School of Nursing
Public Health and Community Nursing
Stanley, Kari N., "Human Immunodeficiency Virus/Autoimmune Deficiency Syndrome: A Pathophysiology and Cultural Perspective of Treatment in Sub-Saharan Africa" (2015). Senior Honors Theses. 526.
The human immunodeficiency virus (HIV) is a retrovirus that attacks the body’s immune system increasing risk for development of opportunistic infections and ultimately acquired immunodeficiency syndrome (AIDS). Without treatment HIV can run its course within 10 years; however, several categories of antiretroviral therapy now exist that have various mechanisms of action designed to stop a patient’s viral load from increasing so rapidly. The prevalence and risk for transmission is highest in Sub-Saharan Africa where resources and access to treatment is limited and underutilized.

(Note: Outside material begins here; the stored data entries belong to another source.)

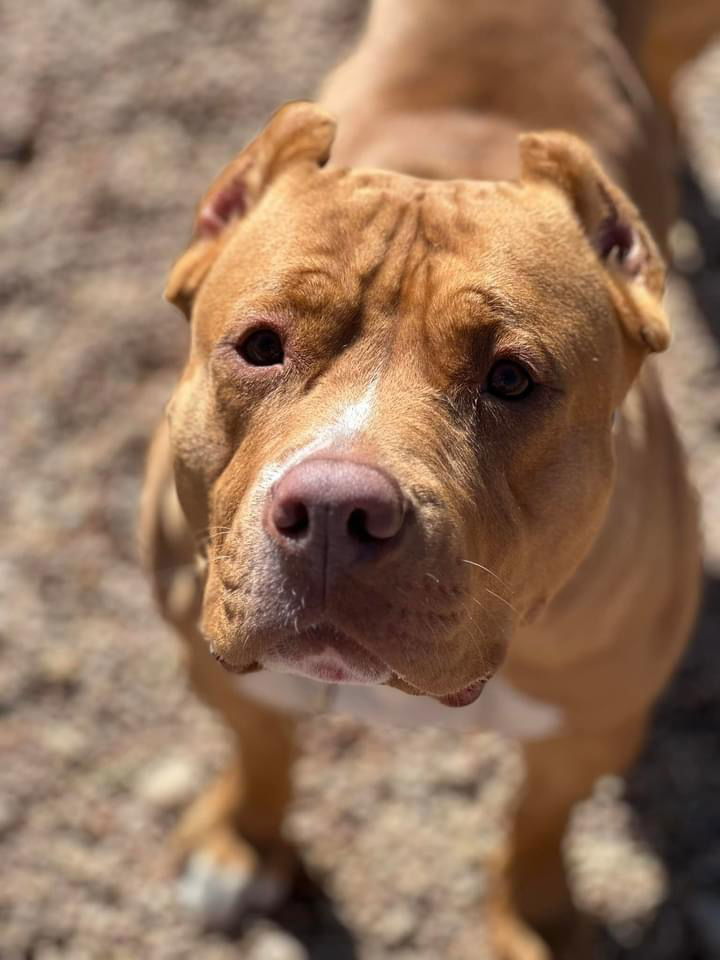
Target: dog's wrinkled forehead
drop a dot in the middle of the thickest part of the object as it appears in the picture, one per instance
(356, 251)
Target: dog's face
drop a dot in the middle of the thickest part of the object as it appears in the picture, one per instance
(393, 433)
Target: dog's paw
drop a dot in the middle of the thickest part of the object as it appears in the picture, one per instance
(223, 884)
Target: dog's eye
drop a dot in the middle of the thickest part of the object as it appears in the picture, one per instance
(262, 348)
(509, 380)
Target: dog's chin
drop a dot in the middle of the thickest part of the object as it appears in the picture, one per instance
(324, 653)
(328, 655)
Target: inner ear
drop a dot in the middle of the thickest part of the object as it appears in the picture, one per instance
(231, 201)
(619, 244)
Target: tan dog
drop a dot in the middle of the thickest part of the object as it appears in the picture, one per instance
(416, 445)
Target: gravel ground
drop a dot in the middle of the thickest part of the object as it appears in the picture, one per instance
(114, 118)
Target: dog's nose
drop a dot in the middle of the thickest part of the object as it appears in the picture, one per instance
(336, 505)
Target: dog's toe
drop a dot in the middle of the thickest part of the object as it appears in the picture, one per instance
(222, 891)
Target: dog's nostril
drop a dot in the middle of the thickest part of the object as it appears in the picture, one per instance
(358, 527)
(291, 518)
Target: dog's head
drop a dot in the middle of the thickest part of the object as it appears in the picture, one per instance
(393, 433)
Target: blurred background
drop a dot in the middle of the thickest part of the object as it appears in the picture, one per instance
(114, 118)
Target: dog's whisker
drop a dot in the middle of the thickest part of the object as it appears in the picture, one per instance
(492, 573)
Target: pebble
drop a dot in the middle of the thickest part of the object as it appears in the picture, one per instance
(169, 783)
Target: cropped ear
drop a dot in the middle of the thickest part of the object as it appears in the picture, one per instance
(613, 226)
(298, 132)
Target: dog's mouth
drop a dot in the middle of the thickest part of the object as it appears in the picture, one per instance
(326, 654)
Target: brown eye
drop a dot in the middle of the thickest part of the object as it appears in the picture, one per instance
(262, 348)
(509, 380)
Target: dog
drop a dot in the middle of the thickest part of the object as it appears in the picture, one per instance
(419, 463)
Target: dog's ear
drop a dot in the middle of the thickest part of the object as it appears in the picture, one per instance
(613, 226)
(298, 133)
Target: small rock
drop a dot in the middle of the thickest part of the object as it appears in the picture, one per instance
(169, 783)
(269, 943)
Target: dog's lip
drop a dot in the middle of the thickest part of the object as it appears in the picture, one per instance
(240, 669)
(329, 664)
(322, 652)
(465, 696)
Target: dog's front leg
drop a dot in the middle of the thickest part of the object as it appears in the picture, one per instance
(559, 772)
(230, 842)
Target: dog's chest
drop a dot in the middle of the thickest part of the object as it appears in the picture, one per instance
(500, 708)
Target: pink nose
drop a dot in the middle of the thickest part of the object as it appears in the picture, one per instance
(349, 511)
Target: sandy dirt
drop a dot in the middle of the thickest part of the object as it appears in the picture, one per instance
(115, 115)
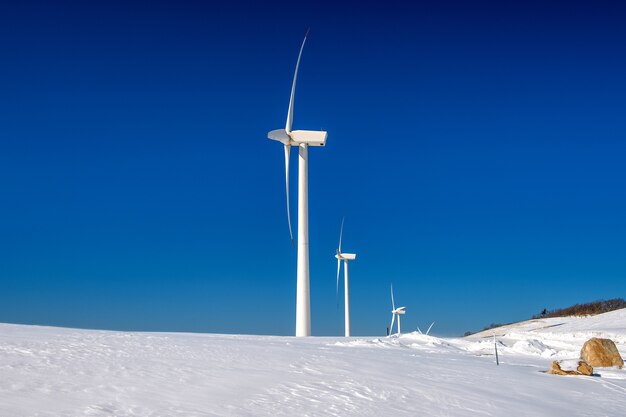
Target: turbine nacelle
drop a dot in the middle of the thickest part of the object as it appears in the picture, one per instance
(299, 137)
(399, 310)
(345, 256)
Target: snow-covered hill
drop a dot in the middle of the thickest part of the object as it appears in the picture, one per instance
(47, 371)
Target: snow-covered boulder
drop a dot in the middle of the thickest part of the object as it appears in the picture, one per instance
(601, 353)
(570, 367)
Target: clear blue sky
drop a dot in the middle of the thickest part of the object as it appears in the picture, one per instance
(477, 151)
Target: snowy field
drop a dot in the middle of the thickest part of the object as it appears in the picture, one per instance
(47, 371)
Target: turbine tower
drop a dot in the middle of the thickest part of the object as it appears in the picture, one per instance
(302, 139)
(395, 312)
(345, 257)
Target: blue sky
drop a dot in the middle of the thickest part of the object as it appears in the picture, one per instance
(477, 152)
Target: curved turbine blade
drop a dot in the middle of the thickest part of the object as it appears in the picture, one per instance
(293, 89)
(287, 153)
(341, 234)
(338, 269)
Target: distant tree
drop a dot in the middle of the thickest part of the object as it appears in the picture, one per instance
(588, 309)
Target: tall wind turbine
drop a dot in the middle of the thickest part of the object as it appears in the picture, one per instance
(302, 139)
(345, 257)
(395, 312)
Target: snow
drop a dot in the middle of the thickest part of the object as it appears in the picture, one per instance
(47, 372)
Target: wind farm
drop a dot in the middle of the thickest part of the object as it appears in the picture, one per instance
(154, 263)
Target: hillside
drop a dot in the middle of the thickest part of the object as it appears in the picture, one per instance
(66, 372)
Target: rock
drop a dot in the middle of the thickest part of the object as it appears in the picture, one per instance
(571, 367)
(601, 353)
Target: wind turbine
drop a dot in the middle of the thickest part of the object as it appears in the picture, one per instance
(395, 312)
(302, 139)
(345, 257)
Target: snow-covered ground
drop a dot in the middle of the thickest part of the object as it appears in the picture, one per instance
(47, 371)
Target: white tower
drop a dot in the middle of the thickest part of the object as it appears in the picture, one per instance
(303, 139)
(345, 257)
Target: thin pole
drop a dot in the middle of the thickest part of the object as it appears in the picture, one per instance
(303, 294)
(346, 297)
(495, 345)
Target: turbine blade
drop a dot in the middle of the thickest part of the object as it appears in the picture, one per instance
(337, 292)
(429, 327)
(341, 233)
(287, 153)
(293, 89)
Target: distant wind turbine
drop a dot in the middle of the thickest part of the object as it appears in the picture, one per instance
(395, 312)
(345, 257)
(302, 139)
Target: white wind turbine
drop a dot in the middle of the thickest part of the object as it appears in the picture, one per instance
(345, 257)
(302, 139)
(395, 312)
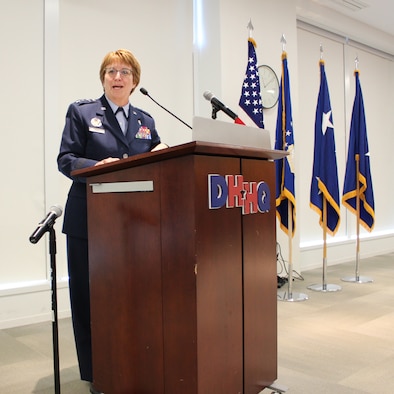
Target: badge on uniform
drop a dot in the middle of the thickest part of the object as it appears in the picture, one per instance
(96, 122)
(143, 133)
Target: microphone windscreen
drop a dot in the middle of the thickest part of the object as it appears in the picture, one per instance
(208, 95)
(57, 210)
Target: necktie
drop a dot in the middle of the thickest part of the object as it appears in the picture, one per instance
(122, 119)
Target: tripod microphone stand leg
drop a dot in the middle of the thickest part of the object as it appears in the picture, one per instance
(55, 331)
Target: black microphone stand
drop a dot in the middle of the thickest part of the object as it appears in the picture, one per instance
(55, 330)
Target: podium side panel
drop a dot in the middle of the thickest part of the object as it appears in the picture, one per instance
(219, 283)
(126, 288)
(260, 284)
(179, 282)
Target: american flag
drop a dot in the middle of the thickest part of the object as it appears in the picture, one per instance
(250, 100)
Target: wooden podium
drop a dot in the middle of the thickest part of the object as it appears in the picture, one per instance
(183, 297)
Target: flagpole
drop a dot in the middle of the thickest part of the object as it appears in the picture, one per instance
(357, 278)
(290, 295)
(324, 287)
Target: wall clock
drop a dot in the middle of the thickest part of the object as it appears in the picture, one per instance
(269, 86)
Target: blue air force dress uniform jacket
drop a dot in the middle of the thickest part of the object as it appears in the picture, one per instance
(92, 133)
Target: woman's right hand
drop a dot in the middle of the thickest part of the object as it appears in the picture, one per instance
(106, 161)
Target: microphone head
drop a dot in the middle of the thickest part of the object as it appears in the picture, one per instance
(56, 209)
(208, 95)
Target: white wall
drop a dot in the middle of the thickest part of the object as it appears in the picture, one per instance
(52, 55)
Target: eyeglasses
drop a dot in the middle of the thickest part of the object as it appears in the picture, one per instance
(124, 72)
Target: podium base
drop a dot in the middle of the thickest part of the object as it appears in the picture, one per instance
(291, 297)
(325, 288)
(357, 279)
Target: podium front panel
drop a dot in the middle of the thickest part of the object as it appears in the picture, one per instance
(183, 296)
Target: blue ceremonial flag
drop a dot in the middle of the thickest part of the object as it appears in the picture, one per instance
(250, 100)
(285, 192)
(324, 185)
(358, 179)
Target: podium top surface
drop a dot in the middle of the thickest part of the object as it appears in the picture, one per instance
(194, 148)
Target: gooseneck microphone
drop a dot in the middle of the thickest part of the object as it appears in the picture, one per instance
(54, 212)
(219, 106)
(145, 92)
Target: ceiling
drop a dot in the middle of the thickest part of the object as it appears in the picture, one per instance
(376, 13)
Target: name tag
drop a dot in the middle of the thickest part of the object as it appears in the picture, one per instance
(96, 130)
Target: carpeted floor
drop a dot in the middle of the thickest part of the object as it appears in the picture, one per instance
(333, 343)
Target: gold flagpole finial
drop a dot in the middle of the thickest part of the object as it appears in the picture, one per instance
(250, 28)
(284, 42)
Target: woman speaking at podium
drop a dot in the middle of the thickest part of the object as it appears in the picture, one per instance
(97, 132)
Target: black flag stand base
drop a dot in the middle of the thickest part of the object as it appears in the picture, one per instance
(55, 331)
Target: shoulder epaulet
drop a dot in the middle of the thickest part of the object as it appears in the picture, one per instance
(135, 109)
(84, 101)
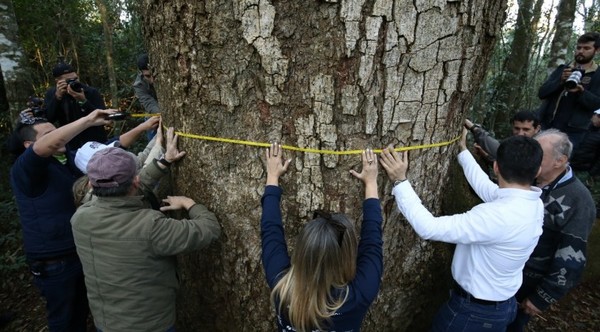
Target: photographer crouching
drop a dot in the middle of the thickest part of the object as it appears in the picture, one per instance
(71, 100)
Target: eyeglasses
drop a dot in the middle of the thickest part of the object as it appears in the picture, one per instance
(330, 219)
(26, 118)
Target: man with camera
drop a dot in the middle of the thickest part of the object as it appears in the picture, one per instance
(144, 89)
(572, 92)
(70, 100)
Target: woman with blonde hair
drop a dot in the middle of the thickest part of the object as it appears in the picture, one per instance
(332, 278)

In order for health care providers to begin changing the statistics, cultural competence must be the foundation for all health care provided. Treatment, as recommended by the World Health Organization, can include either a one or three medication ART regimen. Education about the disease must be incorporated, as well as information regarding prescribed medications, forms of contraception, and multiple partner education. By mobilizing resources and reaching out into various communities, trust can be gained allowing the opportunity to receive care and have improved quality of life to more individuals who are infected or who are at risk of contracting HIV.